Again we fit models that are too simple, too complex, and just right.
Too simple
summary( simple <- lmer(yij ~ xij + zj + (1 |macro), data=R.intslope, REML=FALSE) )
## Linear mixed model fit by maximum likelihood ['lmerMod']
## Formula: yij ~ xij + zj + (1 | macro)
## Data: R.intslope
##
## AIC BIC logLik deviance df.resid
## 9319.6 9347.6 -4654.8 9309.6 1995
##
## Scaled residuals:
## Min 1Q Median 3Q Max
## -3.9993 -0.6226 0.0217 0.6314 4.0128
##
## Random effects:
## Groups Name Variance Std.Dev.
## macro (Intercept) 2.337 1.529
## Residual 5.498 2.345
## Number of obs: 2000, groups: macro, 100
##
## Fixed effects:
## Estimate Std. Error t value
## (Intercept) 5.36971 0.55418 9.689
## xij 2.91226 0.05326 54.681
## zj 1.99421 0.01115 178.856
##
## Correlation of Fixed Effects:
## (Intr) xij
## xij 0.007
## zj -0.957 -0.006
Correct model.extract
summary( correct <- lmer(yij ~ xij + zj + (1 + xij |macro), data=R.intslope, REML=FALSE) )
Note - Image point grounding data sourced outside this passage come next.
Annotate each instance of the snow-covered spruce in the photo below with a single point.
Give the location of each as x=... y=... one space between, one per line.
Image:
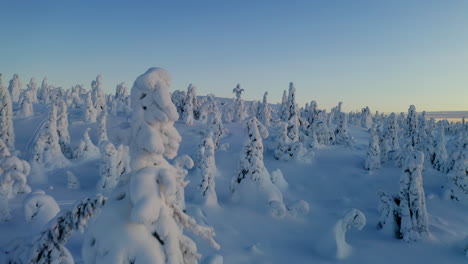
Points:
x=188 y=108
x=39 y=208
x=62 y=129
x=206 y=167
x=253 y=178
x=353 y=218
x=239 y=108
x=143 y=211
x=98 y=96
x=49 y=245
x=264 y=111
x=373 y=159
x=13 y=179
x=90 y=113
x=456 y=187
x=7 y=134
x=413 y=211
x=86 y=148
x=47 y=154
x=15 y=88
x=25 y=104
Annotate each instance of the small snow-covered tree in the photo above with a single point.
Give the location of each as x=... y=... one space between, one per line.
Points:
x=13 y=179
x=413 y=211
x=49 y=245
x=90 y=112
x=147 y=201
x=47 y=154
x=62 y=129
x=366 y=118
x=239 y=108
x=7 y=134
x=25 y=104
x=353 y=218
x=98 y=96
x=32 y=86
x=253 y=178
x=264 y=111
x=207 y=169
x=373 y=159
x=86 y=148
x=15 y=88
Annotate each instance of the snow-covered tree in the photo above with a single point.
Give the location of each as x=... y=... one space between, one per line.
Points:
x=47 y=154
x=353 y=218
x=239 y=108
x=341 y=130
x=39 y=208
x=149 y=223
x=72 y=181
x=43 y=93
x=86 y=148
x=373 y=159
x=439 y=156
x=13 y=179
x=457 y=179
x=25 y=104
x=253 y=178
x=98 y=96
x=413 y=211
x=7 y=134
x=32 y=87
x=366 y=118
x=207 y=169
x=62 y=129
x=15 y=88
x=102 y=128
x=187 y=114
x=216 y=127
x=49 y=245
x=90 y=112
x=264 y=111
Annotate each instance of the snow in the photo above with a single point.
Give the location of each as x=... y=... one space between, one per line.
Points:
x=315 y=195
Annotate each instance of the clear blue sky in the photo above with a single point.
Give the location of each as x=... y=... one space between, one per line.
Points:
x=384 y=54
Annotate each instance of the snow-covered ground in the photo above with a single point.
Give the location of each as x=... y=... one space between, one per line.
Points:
x=333 y=183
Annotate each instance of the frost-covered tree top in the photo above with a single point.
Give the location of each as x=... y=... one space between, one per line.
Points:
x=7 y=133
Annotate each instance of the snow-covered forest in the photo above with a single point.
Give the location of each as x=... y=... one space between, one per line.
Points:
x=152 y=174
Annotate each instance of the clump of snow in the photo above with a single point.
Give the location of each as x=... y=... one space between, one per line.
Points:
x=39 y=208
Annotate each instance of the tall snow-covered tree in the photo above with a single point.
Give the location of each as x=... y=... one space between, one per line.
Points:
x=15 y=88
x=7 y=133
x=90 y=112
x=47 y=154
x=373 y=153
x=206 y=167
x=98 y=96
x=264 y=111
x=239 y=107
x=25 y=104
x=413 y=211
x=62 y=129
x=149 y=223
x=253 y=179
x=13 y=179
x=49 y=245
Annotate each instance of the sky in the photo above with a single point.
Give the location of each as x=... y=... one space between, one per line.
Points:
x=383 y=54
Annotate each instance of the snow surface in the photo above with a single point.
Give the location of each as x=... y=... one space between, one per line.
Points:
x=332 y=184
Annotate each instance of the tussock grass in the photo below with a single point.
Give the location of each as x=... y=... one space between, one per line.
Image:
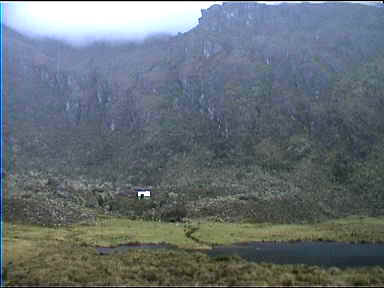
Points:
x=37 y=255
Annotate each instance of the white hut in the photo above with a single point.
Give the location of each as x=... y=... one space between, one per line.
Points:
x=143 y=194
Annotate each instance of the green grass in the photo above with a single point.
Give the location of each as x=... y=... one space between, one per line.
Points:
x=66 y=256
x=351 y=229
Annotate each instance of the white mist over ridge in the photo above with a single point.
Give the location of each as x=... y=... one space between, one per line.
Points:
x=83 y=22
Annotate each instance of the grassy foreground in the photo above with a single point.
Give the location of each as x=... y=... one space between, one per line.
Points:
x=65 y=256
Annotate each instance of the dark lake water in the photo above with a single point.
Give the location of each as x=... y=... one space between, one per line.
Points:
x=311 y=253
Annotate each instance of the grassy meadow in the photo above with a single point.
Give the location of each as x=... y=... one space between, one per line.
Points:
x=36 y=255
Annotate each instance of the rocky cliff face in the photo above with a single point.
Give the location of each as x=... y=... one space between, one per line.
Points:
x=247 y=73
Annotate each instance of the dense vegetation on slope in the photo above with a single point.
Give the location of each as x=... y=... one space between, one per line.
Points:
x=270 y=103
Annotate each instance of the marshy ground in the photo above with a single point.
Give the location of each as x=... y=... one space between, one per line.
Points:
x=67 y=256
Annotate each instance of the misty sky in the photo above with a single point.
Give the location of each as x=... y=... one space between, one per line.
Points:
x=79 y=22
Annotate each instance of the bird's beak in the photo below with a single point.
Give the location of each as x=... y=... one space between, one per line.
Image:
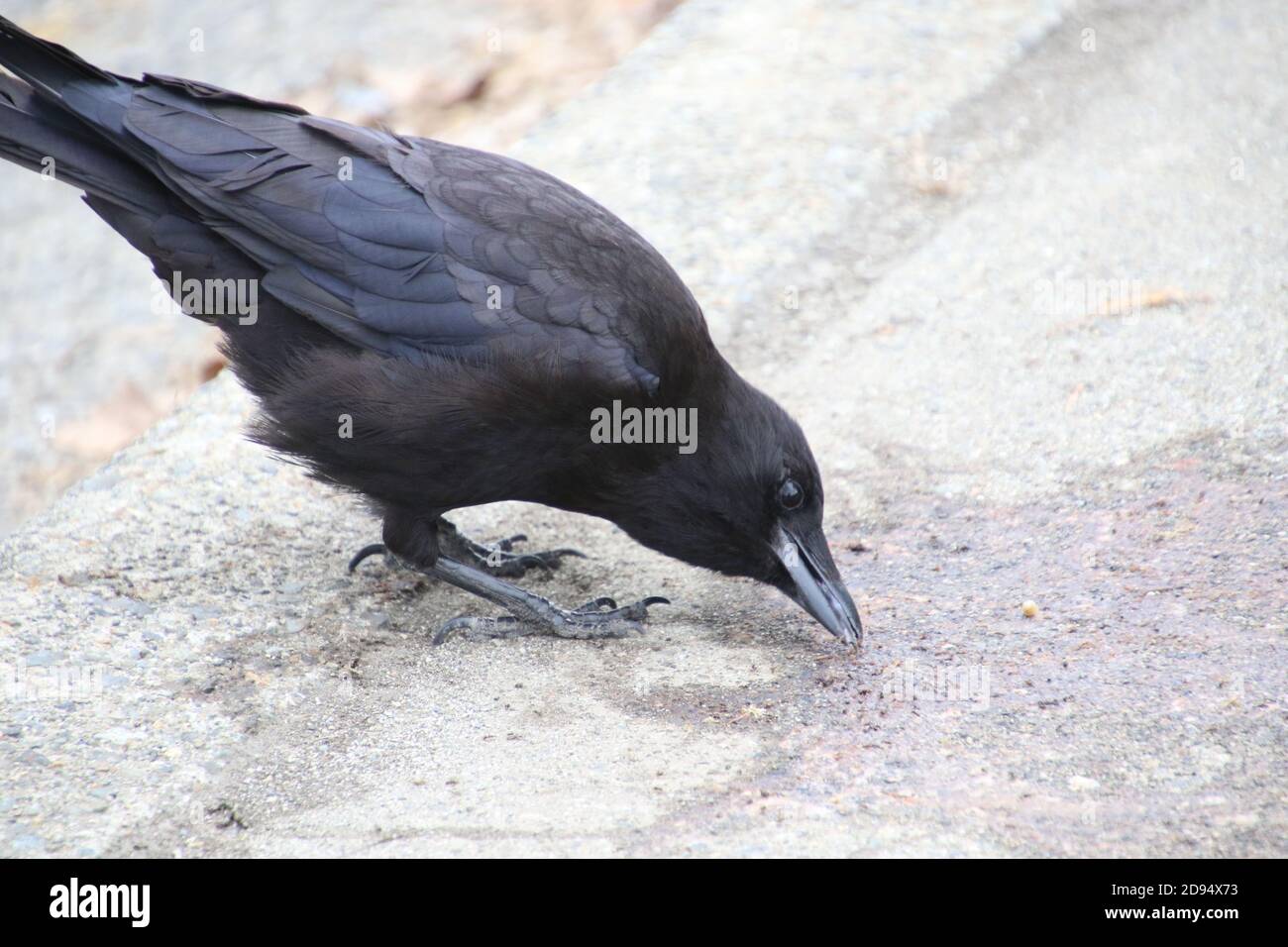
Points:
x=818 y=587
## Linear mixed model fit by maximum likelihood ['lmerMod']
## Formula: yij ~ xij + zj + (1 + xij | macro)
## Data: R.intslope
##
## AIC BIC logLik deviance df.resid
## 8943.5 8982.7 -4464.8 8929.5 1993
##
## Scaled residuals:
## Min 1Q Median 3Q Max
## -3.2141 -0.6414 0.0186 0.6346 3.3782
##
## Random effects:
## Groups Name Variance Std.Dev. Corr
## macro (Intercept) 2.388 1.545
## xij 1.337 1.156 0.46
## Residual 4.104 2.026
## Number of obs: 2000, groups: macro, 100
##
## Fixed effects:
## Estimate Std. Error t value
## (Intercept) 5.49558 0.50901 10.80
## xij 2.94038 0.12539 23.45
## zj 1.99173 0.01016 196.09
##
## Correlation of Fixed Effects:
## (Intr) xij
## xij 0.131
## zj -0.948 -0.002
Too complex,
summary( complex <- lmer(yij ~ xij + zj + xij*zj + (1 + xij | macro), data=R.intslope, REML=FALSE) )
## Linear mixed model fit by maximum likelihood ['lmerMod']
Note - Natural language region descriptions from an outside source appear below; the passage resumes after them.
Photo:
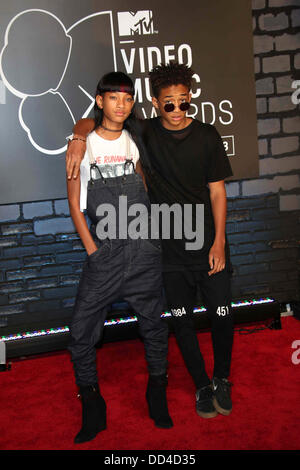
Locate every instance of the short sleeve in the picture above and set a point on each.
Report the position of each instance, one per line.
(218, 165)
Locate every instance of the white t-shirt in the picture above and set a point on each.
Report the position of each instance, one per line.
(110, 156)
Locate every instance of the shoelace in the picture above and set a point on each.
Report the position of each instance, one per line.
(204, 392)
(224, 384)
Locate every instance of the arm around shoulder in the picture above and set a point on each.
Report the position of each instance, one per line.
(77, 146)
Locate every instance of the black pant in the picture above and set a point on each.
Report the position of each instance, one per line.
(181, 293)
(129, 270)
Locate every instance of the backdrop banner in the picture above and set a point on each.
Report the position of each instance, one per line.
(53, 52)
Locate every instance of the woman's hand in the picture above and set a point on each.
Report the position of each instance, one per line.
(74, 156)
(216, 258)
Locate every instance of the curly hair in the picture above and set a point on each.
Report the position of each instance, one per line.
(173, 73)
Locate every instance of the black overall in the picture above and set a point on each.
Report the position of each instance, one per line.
(121, 269)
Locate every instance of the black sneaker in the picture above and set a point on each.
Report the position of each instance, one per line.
(222, 400)
(204, 402)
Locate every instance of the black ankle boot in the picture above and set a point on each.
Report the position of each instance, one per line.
(157, 401)
(93, 413)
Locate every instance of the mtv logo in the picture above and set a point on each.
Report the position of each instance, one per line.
(140, 22)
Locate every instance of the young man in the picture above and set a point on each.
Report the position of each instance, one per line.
(188, 165)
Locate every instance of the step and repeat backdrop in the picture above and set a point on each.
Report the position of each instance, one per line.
(53, 52)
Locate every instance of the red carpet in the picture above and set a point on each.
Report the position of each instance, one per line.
(40, 411)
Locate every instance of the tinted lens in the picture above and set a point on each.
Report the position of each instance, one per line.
(184, 106)
(169, 107)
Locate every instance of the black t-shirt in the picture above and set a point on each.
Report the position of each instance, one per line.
(186, 161)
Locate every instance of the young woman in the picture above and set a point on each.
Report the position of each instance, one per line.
(118, 266)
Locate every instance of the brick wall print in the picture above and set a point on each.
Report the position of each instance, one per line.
(41, 255)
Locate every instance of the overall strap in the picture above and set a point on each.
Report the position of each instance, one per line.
(92, 160)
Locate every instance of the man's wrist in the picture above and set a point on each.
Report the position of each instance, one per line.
(78, 137)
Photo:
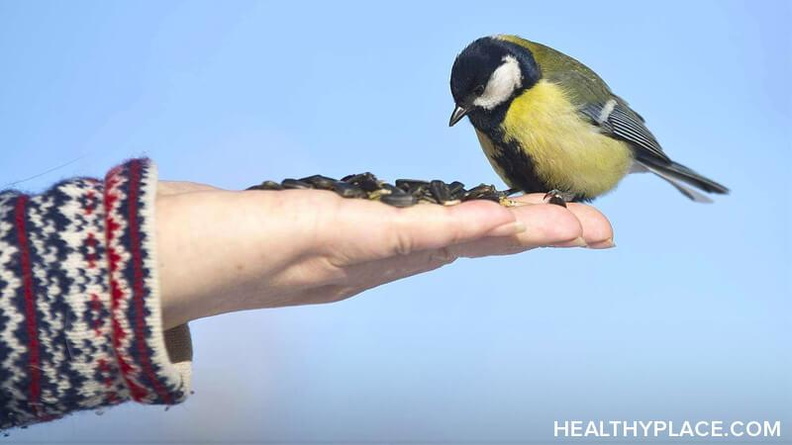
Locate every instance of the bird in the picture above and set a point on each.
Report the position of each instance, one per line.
(548, 123)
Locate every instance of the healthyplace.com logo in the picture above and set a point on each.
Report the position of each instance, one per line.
(666, 428)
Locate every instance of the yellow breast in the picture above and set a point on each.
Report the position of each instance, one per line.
(568, 152)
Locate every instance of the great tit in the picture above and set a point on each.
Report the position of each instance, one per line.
(548, 123)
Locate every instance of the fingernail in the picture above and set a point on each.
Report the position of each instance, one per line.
(607, 244)
(508, 229)
(577, 242)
## Formula: yij ~ xij + zj + xij * zj + (1 + xij | macro)
## Data: R.intslope
##
## AIC BIC logLik deviance df.resid
## 8945.5 8990.3 -4464.8 8929.5 1992
##
## Scaled residuals:
## Min 1Q Median 3Q Max
## -3.2141 -0.6413 0.0179 0.6343 3.3783
##
## Random effects:
## Groups Name Variance Std.Dev. Corr
## macro (Intercept) 2.388 1.545
## xij 1.337 1.156 0.46
## Residual 4.104 2.026
## Number of obs: 2000, groups: macro, 100
##
## Fixed effects:
## Estimate Std. Error t value
## (Intercept) 5.4850390 0.5529452 9.920
## xij 2.9203048 0.4301786 6.789
## zj 1.9919519 0.0111262 179.033
## xij:zj 0.0004227 0.0086648 0.049
##
## Correlation of Fixed Effects:
## (Intr) xij zj
## xij 0.409
## zj -0.957 -0.391
## xij:zj -0.391 -0.957 0.408
Lastly to mare comparison easer,
screenreg(list(simple, correct, complex))
##
## ====================================================================
## Model 1 Model 2 Model 3
## --------------------------------------------------------------------
## (Intercept) 5.37 *** 5.50 *** 5.49 ***
## (0.55) (0.51) (0.55)
## xij 2.91 *** 2.94 *** 2.92 ***
## (0.05) (0.13) (0.43)
## zj 1.99 *** 1.99 *** 1.99 ***
## (0.01) (0.01) (0.01)
## xij:zj 0.00
## (0.01)
## --------------------------------------------------------------------
## AIC 9319.60 8943.52 8945.52
## BIC 9347.61 8982.73 8990.33
## Log Likelihood -4654.80 -4464.76 -4464.76
## Num. obs. 2000 2000 2000
## Num. groups: macro 100 100 100
## Var: macro (Intercept) 2.34 2.39 2.39
## Var: Residual 5.50 4.10 4.10
## Var: macro xij 1.34 1.34
## Cov: macro (Intercept) xij 0.82 0.82
## ====================================================================
## *** p < 0.001; ** p < 0.01; * p < 0.05
Some questions for you to answer:
In most stimulation studies, the process of simulating data, fiting models, and saving desired results is iterated a large number of times. After finishing all iterations, say \(Iter=100\) or \(500\), the fixed effects are averaged (their standard deviation is an estimate of the standard errors), varainces and covariances are averaged, and other desirable output. You should have a clear goal so that you saved all the important information. After running a simulation study, which can take a long time, you don’t want to think “I should have saved …”. It’s better to save more than less. Also, when saving data and output, it is often good to write results (and possibly) data to your hard drive at the end of the outer loop just in case your system crashes.